4.4.Voorts is het Gerecht van oordeel dat verweerder niet ten onrechte heeft gesteld dat betrokkene niet heeft aangetoond dat hij over de vereiste werkervaring beschikt. Het Gerecht overweegt dat het aan eiseres is om met stukken te onderbouwen dat de betrokkene aan de functie vereisten voldoet. Het Gerecht is met verweerder van oordeel dat de stukken die zijn overgelegd, een aanbevelingsbrief van de echtgenote van de betrokkene en een uittreksel uit het Handelsregister van de Kamer van Koophandel van Frans St. Martin, niet kunnen dienen als voldoende onderbouwing. Uit het uittreksel van de Kamer van Koophandel kan niet worden afgeleid voor welke periode betrokkene bij de Kamer van Koophandel met zijn bedrijf zou zijn ingeschreven en ook niet de hoedanigheid waarin betrokkene bij de onderneming betrokken was. Het enkele feit dat de onderneming ingeschreven staat met betrokkene als managing director zegt niets over de vakinhoudelijke kennis en daadwerkelijke ervaring in een sales managerial post of concrete werkervaring in de handel in juwelen van betrokkene. Immers, uit het uittreksel van de Kamer van Koophandel blijkt slechts dat de onderneming waarvan betrokkene managing director was, zich bezig houdt met het verkopen van mode, accessoires, souvenirs, dranken, sigaretten en juwelen.
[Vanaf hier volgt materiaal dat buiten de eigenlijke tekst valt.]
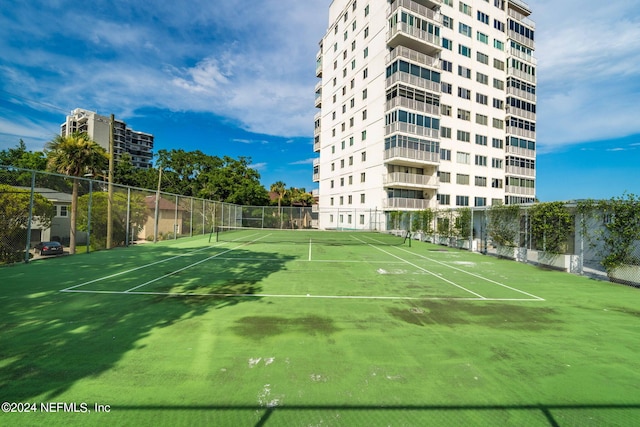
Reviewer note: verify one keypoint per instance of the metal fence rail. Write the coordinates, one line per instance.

De aanbevelingsbrief van 31 oktober 2019 afkomstig van de echtgenote van betrokkene vermeldt dat betrokkene 28 jaar ervaring heeft in het juwelensector. Naar het oordeel van het Gerecht heeft verweerder op goede gronden mogen beslissen dat daarmee niet voldoende objectief verifieerbaar is aangetoond dat betrokkene over de vereiste werkervaring beschikt. Daarvoor is de enkele brief van de echtgenote van de betrokkene onvoldoende. Verweerder heeft dan ook terecht en op goede gronden aan eiseres de weigeringsgrond van artikel 6, lid 3, UAV tegengeworpen. Het beroep dient hierom ongegrond te worden verklaard.
5.
De beslissing
Het Gerecht:
verklaart het beroep ongegrond.
Deze uitspraak is gedaan door mr. J.M. Ghrib, rechter in het Gerecht in eerste aanleg te Sint Maarten, en uitgesproken in het openbaar in tegenwoordigheid van de griffier op 19 april 2021.
Tegen deze uitspraak staat hoger beroep open binnen zes weken na de dag van kennisgeving van deze uitspraak. Zie hoofdstuk 5 van de Landsverordening Administratieve Rechtspraak.